On Monday, Amit, who was recuperating from home, and I, who was working from home, sat down to a simple homemade meal at lunchtime, when the phone rang.

There was absolutely nothing noteworthy about this, because the phones – all four of ‘em – had been ringing off the hook with worried family members demanding hourly updates on his health. On this particular occasion, it was his Calcutta Aunt, who, yesterday, had wanted to know why our household hadn’t a thermometer to its name and had made it plain that this was a shortcoming to be rectified at the earliest opportunity. He therefore hastened to assure her that a thermometer (a digital one, with read-outs in both C and F) had indeed been procured, and, what’s more, had shown him (to my utter disbelief) to have no fever.

The Aunt, thereupon, suggested that a distant (not very distant “relatively” speaking – nor, unfortunately, geographically speaking) branch of the family resident in Bangalore be informed of the situation, so that they could provide succour – or something like it.

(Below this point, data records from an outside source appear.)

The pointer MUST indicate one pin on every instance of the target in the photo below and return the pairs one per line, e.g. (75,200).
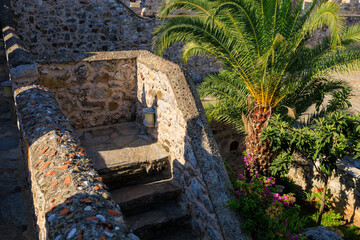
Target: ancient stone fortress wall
(93,93)
(181,126)
(56,29)
(70,199)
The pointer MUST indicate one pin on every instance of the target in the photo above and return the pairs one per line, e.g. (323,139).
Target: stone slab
(128,146)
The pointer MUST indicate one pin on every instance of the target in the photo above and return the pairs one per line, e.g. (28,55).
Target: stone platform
(123,154)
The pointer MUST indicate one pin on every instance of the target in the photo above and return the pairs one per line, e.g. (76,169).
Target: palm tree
(267,58)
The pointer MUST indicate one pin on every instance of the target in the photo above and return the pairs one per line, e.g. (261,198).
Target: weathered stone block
(24,71)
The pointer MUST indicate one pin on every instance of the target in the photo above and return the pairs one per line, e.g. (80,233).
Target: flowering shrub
(268,213)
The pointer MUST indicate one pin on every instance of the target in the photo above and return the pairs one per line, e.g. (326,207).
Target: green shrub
(268,213)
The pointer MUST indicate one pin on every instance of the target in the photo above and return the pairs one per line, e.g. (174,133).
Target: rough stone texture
(16,50)
(181,127)
(320,233)
(16,211)
(92,93)
(151,7)
(58,29)
(63,180)
(344,185)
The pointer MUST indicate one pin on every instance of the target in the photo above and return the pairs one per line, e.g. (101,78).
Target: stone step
(144,197)
(157,221)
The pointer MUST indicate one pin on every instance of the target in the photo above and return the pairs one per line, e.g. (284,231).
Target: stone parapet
(16,51)
(70,200)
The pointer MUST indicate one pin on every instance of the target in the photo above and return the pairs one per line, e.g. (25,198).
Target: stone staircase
(138,172)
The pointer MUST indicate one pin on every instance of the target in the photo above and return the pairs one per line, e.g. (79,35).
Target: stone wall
(93,93)
(182,128)
(344,184)
(59,29)
(151,7)
(70,199)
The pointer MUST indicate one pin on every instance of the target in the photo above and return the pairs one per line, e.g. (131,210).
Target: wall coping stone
(70,199)
(16,52)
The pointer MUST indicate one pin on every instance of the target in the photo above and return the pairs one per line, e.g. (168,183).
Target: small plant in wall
(268,212)
(330,138)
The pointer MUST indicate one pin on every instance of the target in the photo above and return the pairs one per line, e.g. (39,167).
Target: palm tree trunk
(259,150)
(323,199)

The thought so scared Amit that he immediately resolved to get well without further delay.

The situation with these rellies is such that when DDB visited Bangalore, though he is equally related to them and to us, he not only didn’t stay with them, he went to great lengths to stay away as much as possible. A great deal of energy went into plotting, scheming, and strategizing devious ways and means of encountering them for the minimum possible period of time. The main intention was to “drop in” without notice, create a lot of noise and confusion, and escape quickly before arrangements for a meal could be made. This escapade would also have to be carried out at the last possible moment in his stay, to avoid invitations to subsequent meals together that would inevitably ensue should they be given any advance notice of his presence in town.

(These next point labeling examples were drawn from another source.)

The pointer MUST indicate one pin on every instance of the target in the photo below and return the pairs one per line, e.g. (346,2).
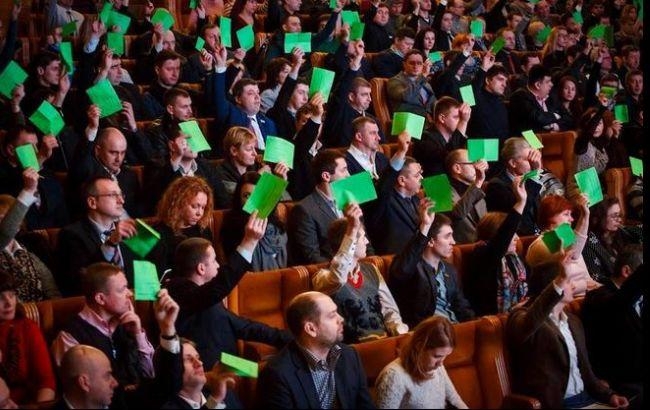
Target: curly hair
(177,195)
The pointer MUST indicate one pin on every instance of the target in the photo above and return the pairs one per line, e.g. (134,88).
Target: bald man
(317,354)
(86,379)
(102,154)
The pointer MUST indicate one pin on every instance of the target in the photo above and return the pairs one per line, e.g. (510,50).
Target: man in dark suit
(518,158)
(246,111)
(316,371)
(102,154)
(364,153)
(310,218)
(613,319)
(393,216)
(547,345)
(97,237)
(388,63)
(421,281)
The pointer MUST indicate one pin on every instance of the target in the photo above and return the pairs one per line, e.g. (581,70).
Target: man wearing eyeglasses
(97,237)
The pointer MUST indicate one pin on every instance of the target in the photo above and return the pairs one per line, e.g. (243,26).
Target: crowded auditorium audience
(323,189)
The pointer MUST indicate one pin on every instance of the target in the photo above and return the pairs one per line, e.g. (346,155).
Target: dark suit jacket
(307,229)
(415,290)
(539,354)
(391,222)
(499,197)
(79,245)
(286,382)
(614,330)
(228,114)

In these endeavors, Amit was a willing and active participant. Though he sometimes agrees that we “should” be more sociable with this branch of the family, he never goes so far as to actually act according to this good intention. On the rare occasions that he is called upon to explain this reluctance, he says that developing any kind of warm relationship here would upset the delicate balance between various other factions of the family, including incurring the wrath of his father – something to be avoided at any cost as it always results in great damage to the phone bill and the ear drums.

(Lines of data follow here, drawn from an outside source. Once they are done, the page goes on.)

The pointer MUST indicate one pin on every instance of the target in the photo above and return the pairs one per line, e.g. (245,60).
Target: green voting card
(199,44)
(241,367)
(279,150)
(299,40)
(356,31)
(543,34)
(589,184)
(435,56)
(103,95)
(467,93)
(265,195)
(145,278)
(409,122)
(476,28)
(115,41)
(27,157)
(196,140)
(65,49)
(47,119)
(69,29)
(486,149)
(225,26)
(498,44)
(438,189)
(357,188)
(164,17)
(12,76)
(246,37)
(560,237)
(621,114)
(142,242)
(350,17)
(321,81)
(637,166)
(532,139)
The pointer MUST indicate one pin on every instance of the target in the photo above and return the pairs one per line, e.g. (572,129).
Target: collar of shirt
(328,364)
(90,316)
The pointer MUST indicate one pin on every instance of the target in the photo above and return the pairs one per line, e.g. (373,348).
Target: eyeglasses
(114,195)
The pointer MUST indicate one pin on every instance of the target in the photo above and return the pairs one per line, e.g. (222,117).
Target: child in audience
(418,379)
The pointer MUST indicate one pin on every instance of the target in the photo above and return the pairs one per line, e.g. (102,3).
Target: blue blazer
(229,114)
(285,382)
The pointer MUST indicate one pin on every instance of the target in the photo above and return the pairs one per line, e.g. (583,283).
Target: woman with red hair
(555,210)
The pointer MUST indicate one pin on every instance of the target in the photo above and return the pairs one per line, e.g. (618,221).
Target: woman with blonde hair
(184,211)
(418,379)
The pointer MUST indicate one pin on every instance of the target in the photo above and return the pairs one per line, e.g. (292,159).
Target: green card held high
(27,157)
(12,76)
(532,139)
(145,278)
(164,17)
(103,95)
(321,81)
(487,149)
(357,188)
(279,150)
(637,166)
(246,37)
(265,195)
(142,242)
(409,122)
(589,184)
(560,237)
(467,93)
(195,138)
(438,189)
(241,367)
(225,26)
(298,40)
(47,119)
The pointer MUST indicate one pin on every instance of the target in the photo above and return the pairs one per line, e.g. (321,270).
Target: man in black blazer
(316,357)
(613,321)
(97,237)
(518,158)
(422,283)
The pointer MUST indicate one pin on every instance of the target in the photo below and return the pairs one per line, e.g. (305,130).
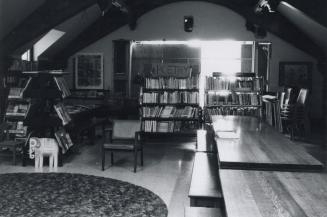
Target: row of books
(171,97)
(167,126)
(169,112)
(172,83)
(62,86)
(232,99)
(62,113)
(249,111)
(220,83)
(17,109)
(64,140)
(15,92)
(17,128)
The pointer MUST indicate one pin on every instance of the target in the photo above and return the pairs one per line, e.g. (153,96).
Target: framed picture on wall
(88,71)
(295,74)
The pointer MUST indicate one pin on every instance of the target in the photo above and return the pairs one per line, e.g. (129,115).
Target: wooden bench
(205,141)
(202,212)
(205,186)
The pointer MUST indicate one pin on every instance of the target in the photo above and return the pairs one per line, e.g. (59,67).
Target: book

So, he vehemently assured the Aunt that he would doubtless survive the day and it was only merely a small, tiny little passing flu and there was no need whatsoever to call in the heavy artillery and that he would call and tell her the moment he felt better or worse or just the same, so why bother these other folks.

The Aunt, who has learnt a few tricks to justify her white hair, demanded to speak to me.

The problem with my conversing with any member of Amit’s family is that they thoroughly overestimate my language skills and assume that I understand everything they say, when in fact my comprehension consists of 10% understanding, 80% inspired guesswork, and 10% non-committal replies to mask a total lack of comprehension. So, when the Aunt admonished me to keep her updated on the situation (or that’s what I thought she said, using inspired guesswork), I readily agreed. Only after a few moments did I realize that what she was actually asking me was whether I would update the distant rellies on the situation – and I had agreed!

I hastily recanted, and handed the phone back to Amit to do further damage control.

Moral of the story: Inspired guesswork is all very well, but never agree to do anything!